Hag gave a humorless laugh. "No, he had other mysterious reasons. My freedom was merely a happy coincidence, but all the same, he made me vow a debt in advance, which put me in his notorious book-" Her timer went off. "I'll be back after a while. Don't get too burned."
Alone, Ellie picked up her travel magazine once more. She turned the page, perusing an article on Bora-Bora, but not really reading. Instead, she reflected on all the things she'd never get to do.
See her family again. Travel around the world. Make a home of her own. Have kids. Ellie's idea of a white picket fence? Her own cabin on Peirce Mountain.
She'd never get to find that man who would dote on her. She'd always imagined the kind of guy she'd end up with, fantasizing in loving detail what he'd be like.
Basically the opposite of Lothaire in every way.
Reflecting like this could make a girl wish she weren't teetering on the verge of death.
Teetering. Ellie was sick of it. At least on death row she'd been able to count down the days till she was freed at last. The magazine edges crinkled in her grip.
Now she lingered in this wait-and-see hell.
She wanted to scream, wanted to strangle Lothaire, could actually see the appeal of ending a being's life.
How she wished for another chance to "cross swords" with him, especially now that she'd learned to decode the way he talked.
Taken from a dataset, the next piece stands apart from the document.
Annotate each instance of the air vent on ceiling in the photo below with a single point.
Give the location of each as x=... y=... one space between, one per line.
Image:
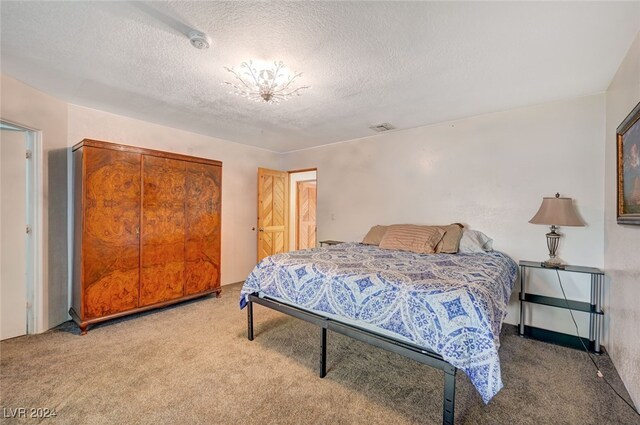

She had analyzed his statements over and over, and she felt confident that she'd be able to tell when he was deflecting or misdirecting.
If she asked him, "Do you like blue?" and he did but didn't want to admit it, he'd sneer, "Do I look like the type of man who would like blue?"
He started statements with "Perhaps" or "I'd wager" to avoid lies. Or he'd say something distractingly outrageous.
She called it Lothaire-speak.
Ellie did agree with him about one thing: for even the remotest chance of survival, she still had only that one move open to her.
Part of her wanted to try it once more. Maybe if she got him to claim her totally, she could drive a wedge between him and Saroya.
Or maybe Ellie should just give him the blowjob he'd wanted. She remembered the wise words of her cousin Sadie, the mountainside's resident slut: "If you want to communicate an idea to a man's brain, you talk to him through his pecker. It's like an ear horn, y'all."
Musing on Lothaire's seduction had absolutely nothing to do with the fact that Ellie still craved him like crack.
Sure enough, he had awakened something in her.
All week, she'd been horny as hell, aching for his hands on her, replaying what they'd done together. When she slept, she dreamed of suckling him, then taking his thick shaft inside her.
She'd touched herself a couple of times in the shower, but could never relax enough to get off, always afraid Lothaire would suddenly appear to catch her-then mock her so viciously. . . .
She exhaled, turning a page, deciding then and there not to put out. I never had a shot at him anyway.
Which meant there were no moves open. Already as good as dead, just like the frontline soldiers.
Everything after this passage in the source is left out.